Hermann Bellinghausen
 

Hermann Bellinghausen
Lentejas
Ser nada para ocupar en todo
el verdadero lugar de uno.
Simone Weil
 
La intemperie es a veces un lugar difícil. Cuando carece de clemencia el clima, es al aire libre donde primero se siente. Así esa tarde. Ya quería anochecer. La impregnación húmeda en el viento casi merecía llamarse lluvia. Agujas en los pómulos, y en las pestañas un rocío lacrimal.
De los cerros llegaban las salvas de los leñadores, el quejido de sus descargas sobre la madera herida. Sonidos de origen humano, después de una prolongada travesía en silencio. Una intención de techos en los troncos, y en las lajas un aviso de que habrá leña. Con qué poco se calienta la imaginación helada.
Las nubes eran negras, grandes y bajas. Por tramos posaban su niebla a la altura de las montañas ciegas. El espesor del bosque circundante ofrecía la certeza ninguna de regiones vírgenes de muros, puertas, sillas y camas, sin el auxilio de una ventana para distinguir adentro de afuera.
El camino conducía por su cuenta mi inercia de piernas cuando di con un puente de piedra. Asomé al barandal y no vi un río sino una grieta extensa. Como cobertizo, el puente parecía mejor que nada, de manera que busqué y encontré por dónde bajar.
Con la última claridad vespertina distinguí una silueta móvil y el nacimiento amarillo de una hoguera. Dije buenas tardes sin obtener respuesta.
Cuando uno lleva muchas horas de soliloquio o nada pierde la noción de la propia voz.

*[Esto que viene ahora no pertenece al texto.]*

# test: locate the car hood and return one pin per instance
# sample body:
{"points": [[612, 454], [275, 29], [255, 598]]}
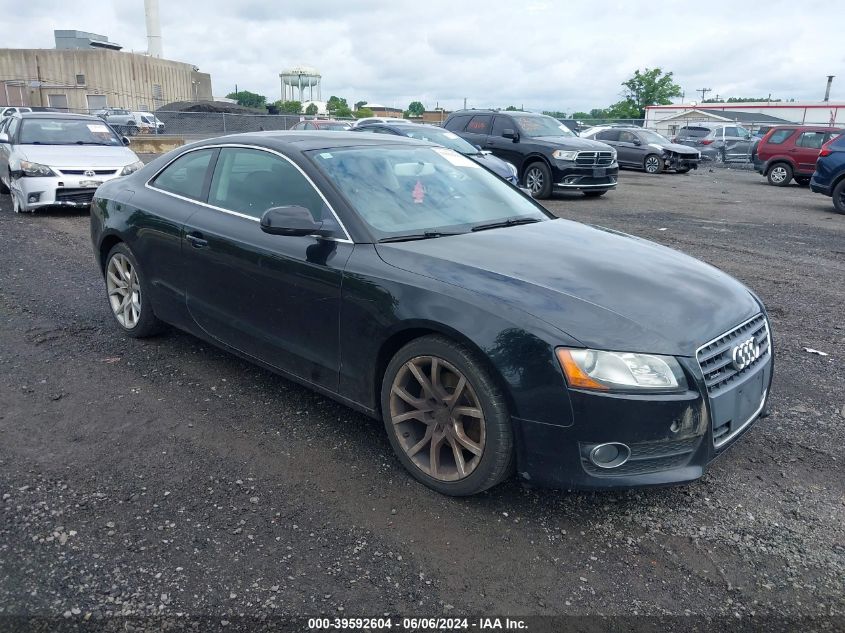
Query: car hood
{"points": [[78, 156], [571, 142], [494, 164], [606, 289], [677, 147]]}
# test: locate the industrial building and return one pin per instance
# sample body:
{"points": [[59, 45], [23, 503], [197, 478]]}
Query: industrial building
{"points": [[87, 72]]}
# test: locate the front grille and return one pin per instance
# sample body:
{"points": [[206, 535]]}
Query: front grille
{"points": [[716, 360], [594, 159], [77, 196], [649, 457], [81, 172]]}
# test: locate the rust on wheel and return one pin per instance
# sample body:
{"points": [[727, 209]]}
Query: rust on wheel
{"points": [[437, 418]]}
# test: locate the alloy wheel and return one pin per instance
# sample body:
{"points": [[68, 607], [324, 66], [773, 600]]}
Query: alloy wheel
{"points": [[124, 291], [534, 180], [437, 418], [778, 174]]}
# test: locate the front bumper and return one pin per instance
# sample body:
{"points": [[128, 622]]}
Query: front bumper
{"points": [[70, 191], [569, 177], [673, 438]]}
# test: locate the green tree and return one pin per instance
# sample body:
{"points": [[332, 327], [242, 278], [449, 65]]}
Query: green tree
{"points": [[650, 87], [337, 106], [285, 107], [248, 99], [415, 109]]}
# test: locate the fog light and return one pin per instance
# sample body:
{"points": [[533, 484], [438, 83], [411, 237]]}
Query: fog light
{"points": [[611, 455]]}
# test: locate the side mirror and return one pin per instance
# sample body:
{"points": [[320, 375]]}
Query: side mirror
{"points": [[292, 221]]}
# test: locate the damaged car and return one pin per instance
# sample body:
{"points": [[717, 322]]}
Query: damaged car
{"points": [[637, 148]]}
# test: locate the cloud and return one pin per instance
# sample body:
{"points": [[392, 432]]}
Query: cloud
{"points": [[542, 55]]}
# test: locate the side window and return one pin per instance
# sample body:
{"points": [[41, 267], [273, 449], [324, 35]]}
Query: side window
{"points": [[779, 136], [480, 124], [185, 176], [502, 123], [608, 135], [458, 123], [250, 181], [812, 140]]}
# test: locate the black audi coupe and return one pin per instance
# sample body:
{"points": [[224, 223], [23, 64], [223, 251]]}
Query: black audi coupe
{"points": [[409, 283]]}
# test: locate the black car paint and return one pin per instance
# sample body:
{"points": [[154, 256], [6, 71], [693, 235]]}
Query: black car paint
{"points": [[524, 150], [334, 311]]}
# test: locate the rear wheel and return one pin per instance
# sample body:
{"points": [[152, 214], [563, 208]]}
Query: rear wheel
{"points": [[653, 164], [128, 294], [780, 174], [445, 417], [839, 197], [538, 178]]}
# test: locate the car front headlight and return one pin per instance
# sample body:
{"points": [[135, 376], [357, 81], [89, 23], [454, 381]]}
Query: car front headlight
{"points": [[131, 168], [36, 169], [598, 370]]}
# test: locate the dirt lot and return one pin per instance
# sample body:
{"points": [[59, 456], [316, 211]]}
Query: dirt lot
{"points": [[165, 477]]}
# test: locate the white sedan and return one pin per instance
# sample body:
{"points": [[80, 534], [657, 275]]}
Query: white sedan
{"points": [[50, 159]]}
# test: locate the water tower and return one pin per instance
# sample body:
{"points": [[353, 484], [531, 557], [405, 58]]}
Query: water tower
{"points": [[296, 80]]}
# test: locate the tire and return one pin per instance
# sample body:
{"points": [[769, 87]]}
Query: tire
{"points": [[653, 164], [136, 318], [538, 178], [838, 196], [482, 436], [779, 174]]}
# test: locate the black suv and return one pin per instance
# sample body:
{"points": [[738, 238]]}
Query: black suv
{"points": [[547, 155]]}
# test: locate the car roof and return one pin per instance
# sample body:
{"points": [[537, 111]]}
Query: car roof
{"points": [[305, 140]]}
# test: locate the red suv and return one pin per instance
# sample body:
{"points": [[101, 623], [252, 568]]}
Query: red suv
{"points": [[791, 151]]}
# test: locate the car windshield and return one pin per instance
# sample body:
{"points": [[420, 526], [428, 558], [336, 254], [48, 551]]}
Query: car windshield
{"points": [[67, 132], [441, 137], [652, 137], [422, 191], [532, 126]]}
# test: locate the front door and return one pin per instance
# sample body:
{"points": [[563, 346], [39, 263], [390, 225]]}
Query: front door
{"points": [[273, 297]]}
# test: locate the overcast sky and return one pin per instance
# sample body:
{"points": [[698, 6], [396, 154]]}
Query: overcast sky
{"points": [[537, 53]]}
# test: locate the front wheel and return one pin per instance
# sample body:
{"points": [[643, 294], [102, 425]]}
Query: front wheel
{"points": [[538, 179], [839, 197], [128, 294], [653, 164], [779, 175], [446, 419]]}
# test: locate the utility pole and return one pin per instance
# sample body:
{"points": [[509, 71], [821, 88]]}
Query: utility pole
{"points": [[827, 91]]}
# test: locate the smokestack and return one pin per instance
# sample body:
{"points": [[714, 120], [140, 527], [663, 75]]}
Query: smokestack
{"points": [[153, 28], [827, 92]]}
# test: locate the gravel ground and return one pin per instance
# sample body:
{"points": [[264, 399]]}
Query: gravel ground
{"points": [[164, 478]]}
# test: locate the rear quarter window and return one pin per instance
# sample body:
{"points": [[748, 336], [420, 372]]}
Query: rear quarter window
{"points": [[779, 137]]}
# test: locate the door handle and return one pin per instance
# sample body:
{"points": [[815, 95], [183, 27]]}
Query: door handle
{"points": [[196, 240]]}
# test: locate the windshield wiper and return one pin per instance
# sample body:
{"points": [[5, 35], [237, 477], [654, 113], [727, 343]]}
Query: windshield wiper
{"points": [[503, 223], [427, 235]]}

Subí el volumen para repetir el saludo.
La silueta giró hacia mí y alzó un brazo suave, pacífica, casi diría que dulcemente.
Eso me inspiró confianza para concluir la cuesta.

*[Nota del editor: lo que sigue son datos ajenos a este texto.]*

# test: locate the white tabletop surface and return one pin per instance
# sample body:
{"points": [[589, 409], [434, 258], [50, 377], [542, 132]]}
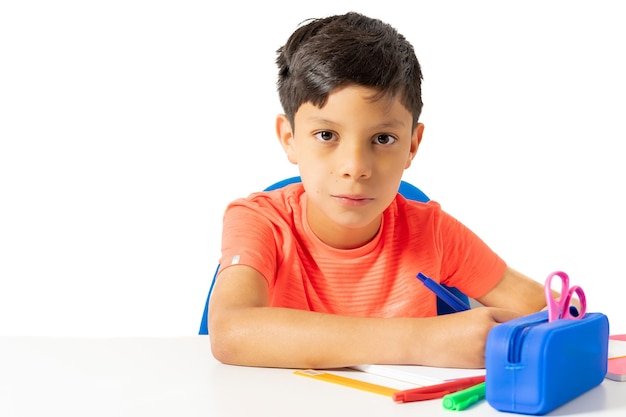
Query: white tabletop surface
{"points": [[42, 376]]}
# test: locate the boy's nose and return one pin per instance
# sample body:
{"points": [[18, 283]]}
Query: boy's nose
{"points": [[354, 161]]}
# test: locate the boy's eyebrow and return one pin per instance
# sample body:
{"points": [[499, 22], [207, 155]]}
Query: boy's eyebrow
{"points": [[391, 124]]}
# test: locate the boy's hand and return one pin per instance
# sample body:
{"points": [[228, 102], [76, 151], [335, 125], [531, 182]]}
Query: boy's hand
{"points": [[461, 338]]}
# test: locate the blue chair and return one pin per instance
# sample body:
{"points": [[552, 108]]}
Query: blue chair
{"points": [[408, 190]]}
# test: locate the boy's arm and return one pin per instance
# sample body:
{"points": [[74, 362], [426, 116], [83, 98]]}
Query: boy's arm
{"points": [[244, 330], [517, 292]]}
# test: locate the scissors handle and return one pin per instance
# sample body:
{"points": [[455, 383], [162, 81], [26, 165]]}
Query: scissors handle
{"points": [[562, 309]]}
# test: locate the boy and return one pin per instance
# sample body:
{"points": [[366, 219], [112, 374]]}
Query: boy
{"points": [[323, 274]]}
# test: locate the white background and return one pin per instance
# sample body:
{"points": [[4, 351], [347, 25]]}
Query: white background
{"points": [[127, 126]]}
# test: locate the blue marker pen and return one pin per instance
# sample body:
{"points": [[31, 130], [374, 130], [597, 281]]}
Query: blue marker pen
{"points": [[441, 292]]}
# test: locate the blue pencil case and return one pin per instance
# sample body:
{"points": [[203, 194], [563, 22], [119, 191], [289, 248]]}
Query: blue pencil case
{"points": [[534, 366]]}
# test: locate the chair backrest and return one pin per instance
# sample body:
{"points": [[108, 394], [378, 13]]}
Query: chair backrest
{"points": [[409, 191]]}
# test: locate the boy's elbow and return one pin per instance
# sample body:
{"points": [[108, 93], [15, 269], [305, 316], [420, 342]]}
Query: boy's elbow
{"points": [[224, 344]]}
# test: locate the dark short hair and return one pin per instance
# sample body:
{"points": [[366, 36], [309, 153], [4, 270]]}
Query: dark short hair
{"points": [[340, 50]]}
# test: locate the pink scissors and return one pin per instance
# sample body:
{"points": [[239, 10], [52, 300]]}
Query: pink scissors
{"points": [[563, 309]]}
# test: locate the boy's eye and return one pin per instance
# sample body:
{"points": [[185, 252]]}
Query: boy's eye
{"points": [[384, 139], [325, 136]]}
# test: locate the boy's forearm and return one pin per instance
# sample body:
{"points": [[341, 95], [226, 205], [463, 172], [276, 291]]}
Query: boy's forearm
{"points": [[278, 337]]}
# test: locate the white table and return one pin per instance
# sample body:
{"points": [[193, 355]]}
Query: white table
{"points": [[179, 377]]}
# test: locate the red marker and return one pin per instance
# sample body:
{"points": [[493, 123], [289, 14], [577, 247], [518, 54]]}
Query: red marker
{"points": [[436, 391]]}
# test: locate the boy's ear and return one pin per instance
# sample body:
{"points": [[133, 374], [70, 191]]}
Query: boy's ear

Como si mi llegada fuera un soplo, la hoguera de pronto cogió fuerza y resplandeció. Contra mi suposición inicial, no se trataba de un leñador, ni un vendedor ambulante, ni un vagabundo. Era una mujer. No sé si joven, pero caminó a mi encuentro como si lo fuera, con ligereza de pluma desafiando la calidad áspera de las piedras y la grieta. Lejos de sorprenderse, pareció que me esperaba. Además sonreía con una boca inmediatamente hermosa.
El resplandor de la hoguera mostró la escasez de enseres, y una apariencia de muebles labrados en la roca.
Enseguida la penumbra me reveló que eso era la casa de la mujer, quien me extendió una escudilla con una sopa caliente y aceptable.
Un plato de lentejas siempre templa al caminante. ƑNo fue Esaú el que por un plato de ellas cambió su herencia?
La mujer se acuclilló enfrente y me observó saciarme, inquietante y plácida. No habló, ni hablaría. Tuve la impresión de que se hacía pasar por muda. Y esa sonrisa, en el buen sentido, vacía. Me indicó un peldaño natural en la roca, y de nada más posarme lo descubrí inesperadamente cómodo para la espalda y las asentaderas, como si lo hubieran labrado para trono.
Dado el silencio entre nosotros, y su distante fijeza, repasé con la mirada el refugio de la mujer. La hoguera doraba el espacio por encima de las sombras y no distinguí objetos ni otras cosas que ramas y roca, pero en todo, materia bien dispuesta por una segunda naturaleza.
La olla, la escudilla, unos cuantos trapos orillados y un hacha eran toda la riqueza. La luz del fuego me figuró cubierta de hoja de oro la miserable semicueva, marquesina de un retablo de una catedral barroca.
La mujer inmóvil, vestida de blanco, sembró en mí los ojos sin pestañear hasta que acabó por darme pena. Pronto dejé de estar despierto. Un día entero de caminar hambriento cansa a cualquiera.
Recuerdo que soñé en la piel sensaciones oscuras, agradables y sin anécdota.
Me despertaron los rayos del otro día. La olla, vacía, estaba medio enterrada en las cenizas. La escudilla rodó cuando moví los brazos y chocó en el suelo con un redoble hueco.
La mujer no estaba, pero sí sus ropas blancas. Tampoco encontré el hacha. Retorné al camino tras trepar la cuesta y me alejé convencido de que estas cosas me pasan por tocar la suerte de manera indiscriminada.
Sentí en los huesos la fuerza que me habían devuelto las lentejas y caminé, andando en los labios la herencia de aquella sonrisa sin fondo, y una felicidad desconocida.